Na abbiamo già parlato, ma continuano ad arrivare conferme: è necessario ridurre il consumo di carne e prodotti caseari per ridurre le emissioni di gas serra che sono all’origine del riscaldamento globale. Lo sostiene il nuovo rapporto di Chatham House, un’organizzazione non governativa britannica che promuove analisi e riflessioni sulle questioni di maggiore attualità internazionale, l’industria del bestiame è responsabile, da sola, di più emissioni dannose di quelle prodotte dal settore trasporti.

Se non veràà effettuata una decisa riduzione dei consumi di carne e latticini, ogni sforzo di contenere il riscaldamento globale entro un limite accettabile sfumerebbe, anche se venissero decarbonizzatiinteri settori tra cui quello energetico e dei trasporti (uno scenario comunque impossibile). I dati sono chiari: i gas serra derivanti dall’allevamento di bestiame destinato al macello o alla produzione di latte e formaggi equivalgono al 14,5% del totale; quelli causati dal trasporto aereo, su ruote, navale e ferroviario corrispondono a circa il 13 del totale. Ma mentre per ciò che concerne i trasporti si sta già facendo qualcosa grazie a politiche ambientali valide, poco si sta facendo, a livello politico, per ridurre il consumo di carne tra i consumatori.

Perchè? Una questione di ignoranza, o meglio, una scarsa consapevolezza della reale impronta ecologica del consumo di carne e alla riluttanza da parte dei governi a intervenire, in un settore privato della vita dei cittadini, come quello delle scelte alimentari. Secondo quanto evidenziato dal rapporto, sembra che il consumo di carne sia destinato a salire anche del 75% entro il 2050; quello dei latticini potrebbe aumentare del 65%, quello di cereali del 40%. Nel 2020, soltanto la Cina potrebbe consumare 20 milioni di tonnellate di carne e latticini in più all’anno rispetto ad oggi. Ed è proprio ai mercati emergenti come quelli di Cina, India, Brasile e Sudafrica che si sposta l’attenzione con preoccupazione.

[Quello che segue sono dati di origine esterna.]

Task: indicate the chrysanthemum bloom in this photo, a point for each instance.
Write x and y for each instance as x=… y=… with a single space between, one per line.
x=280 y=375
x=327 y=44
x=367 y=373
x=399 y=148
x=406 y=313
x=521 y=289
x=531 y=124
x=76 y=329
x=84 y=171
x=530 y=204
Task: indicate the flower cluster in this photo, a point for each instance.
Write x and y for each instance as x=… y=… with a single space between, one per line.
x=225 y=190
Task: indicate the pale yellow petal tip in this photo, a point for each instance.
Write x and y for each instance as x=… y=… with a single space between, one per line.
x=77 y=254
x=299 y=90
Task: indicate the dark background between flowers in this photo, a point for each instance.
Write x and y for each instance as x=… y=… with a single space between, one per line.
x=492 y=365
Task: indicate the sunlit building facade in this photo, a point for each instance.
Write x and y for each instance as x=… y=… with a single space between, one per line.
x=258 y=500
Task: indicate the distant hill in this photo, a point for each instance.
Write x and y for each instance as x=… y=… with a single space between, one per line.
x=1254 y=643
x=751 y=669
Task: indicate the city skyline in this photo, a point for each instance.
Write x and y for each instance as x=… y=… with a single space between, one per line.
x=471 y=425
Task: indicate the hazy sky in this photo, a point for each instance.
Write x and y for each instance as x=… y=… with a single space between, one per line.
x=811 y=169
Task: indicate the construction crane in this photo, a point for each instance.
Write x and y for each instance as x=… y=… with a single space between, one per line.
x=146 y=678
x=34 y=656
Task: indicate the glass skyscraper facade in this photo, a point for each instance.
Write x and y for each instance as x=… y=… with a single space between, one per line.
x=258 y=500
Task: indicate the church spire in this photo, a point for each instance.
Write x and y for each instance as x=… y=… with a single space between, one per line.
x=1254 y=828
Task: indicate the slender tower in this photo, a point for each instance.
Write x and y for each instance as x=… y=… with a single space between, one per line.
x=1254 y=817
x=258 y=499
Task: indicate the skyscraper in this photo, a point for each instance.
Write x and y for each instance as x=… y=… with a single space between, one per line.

L’allevamento di bovini e la produzione di latticini costituiscono, da soli, il 65% delle emissioni dell’industria del bestiame. Per ridurre il nostro apporto alle emissioni inquinanti non sarebbe necessario convertirsi a una dieta esclusivamente vegetariana. Basterebbe consumare le ridotte porzioni di carne inserite in una dieta bilanciata e ricca di verdure previste dai regimi alimentari sani.